Perché questo monito
Ma cosa si cela dietro questa affermazione? Dal punto di vista tecnico, ogni volta che il motore si arresta e riparte, vengono sottoposti a stress meccanico non solo la cinghia ausiliaria, ma anche il motorino di avviamento, la batteria e l’alternatore. Questi elementi sono fondamentali per il corretto funzionamento del veicolo: la cinghia ausiliaria, ad esempio, mette in movimento l’alternatore, il compressore dell’aria condizionata e la pompa del servosterzo. Di conseguenza, la frequenza con cui il sistema Start & Stop entra in funzione, soprattutto nei contesti urbani caratterizzati da traffico intenso e continui arresti, incrementa notevolmente i carichi di lavoro rispetto alla guida tradizionale su strade extraurbane o autostrade.
Il dibattito sulla reale utilità e sugli eventuali rischi di questa tecnologia rimane però aperto e molto polarizzato. Da una parte, le case automobilistiche e numerosi studi indipendenti mettono in evidenza i vantaggi ambientali e di risparmio di carburante garantiti dalla funzione Start & Stop in città. Ridurre il tempo di accensione del motore durante le soste ai semafori o in coda permette di limitare le emissioni inquinanti e abbassare i consumi, due aspetti particolarmente sentiti in un’epoca in cui la sostenibilità e l’efficienza energetica sono al centro dell’attenzione pubblica.
Aumento dell’usura segnalato
Dall’altra parte, però, non mancano le segnalazioni di tecnici e officine che riscontrano effettivamente un aumento dell’usura su veicoli di fascia economica o dotati di sistemi meno robusti. Se è vero che le moderne soluzioni tecniche sono state progettate per sopportare un elevato numero di cicli di accensione e spegnimento, è altrettanto vero che la qualità dei componenti può variare sensibilmente da un produttore all’altro. Inoltre, il progressivo degrado della batteria – inevitabile con il tempo e l’utilizzo – può peggiorare ulteriormente la situazione, rendendo meno efficiente il sistema e aumentando il rischio di guasti improvvisi.
La scelta di mantenere attiva o disattivare la funzione Start & Stop non è quindi universale, ma dipende da una serie di fattori personali e tecnici. Il tipo di utilizzo del veicolo, lo stato della batteria, le abitudini di guida e il budget destinato alla manutenzione sono tutte variabili che ogni automobilista dovrebbe considerare attentamente. Ad esempio, chi si trova a compiere numerosi arresti quotidiani in centro città potrebbe notare una maggiore usura dei componenti come la cinghia ausiliaria o il motorino di avviamento, mentre chi percorre soprattutto autostrade potrebbe beneficiare maggiormente dei vantaggi in termini di risparmio di carburante, senza mettere eccessivamente sotto stress i sistemi coinvolti.

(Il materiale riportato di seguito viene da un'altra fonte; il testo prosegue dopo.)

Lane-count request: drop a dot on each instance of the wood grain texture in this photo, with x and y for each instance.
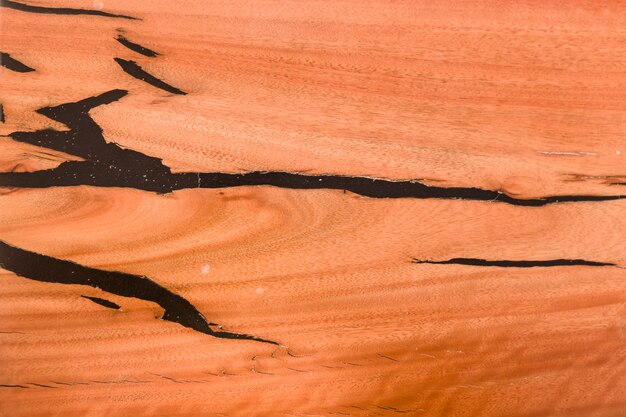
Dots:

Gli esperti del settore suggeriscono alcune linee guida per una gestione consapevole di questa tecnologia. Prima di tutto, è fondamentale sottoporre l’auto a una manutenzione regolare, verificando periodicamente lo stato di salute della batteria e dei principali componenti soggetti a usura. In secondo luogo, è consigliabile consultare sempre il libretto tecnico della propria vettura e, in caso di dubbi, rivolgersi a professionisti qualificati, evitando interventi fai-da-te che potrebbero compromettere la sicurezza e la garanzia del veicolo. Va inoltre ricordato che non tutti i modelli consentono la disattivazione permanente del sistema Start & Stop: in alcuni casi, la funzione può essere esclusa solo temporaneamente, mentre in altri è integrata in modo strutturale nel software della centralina elettronica.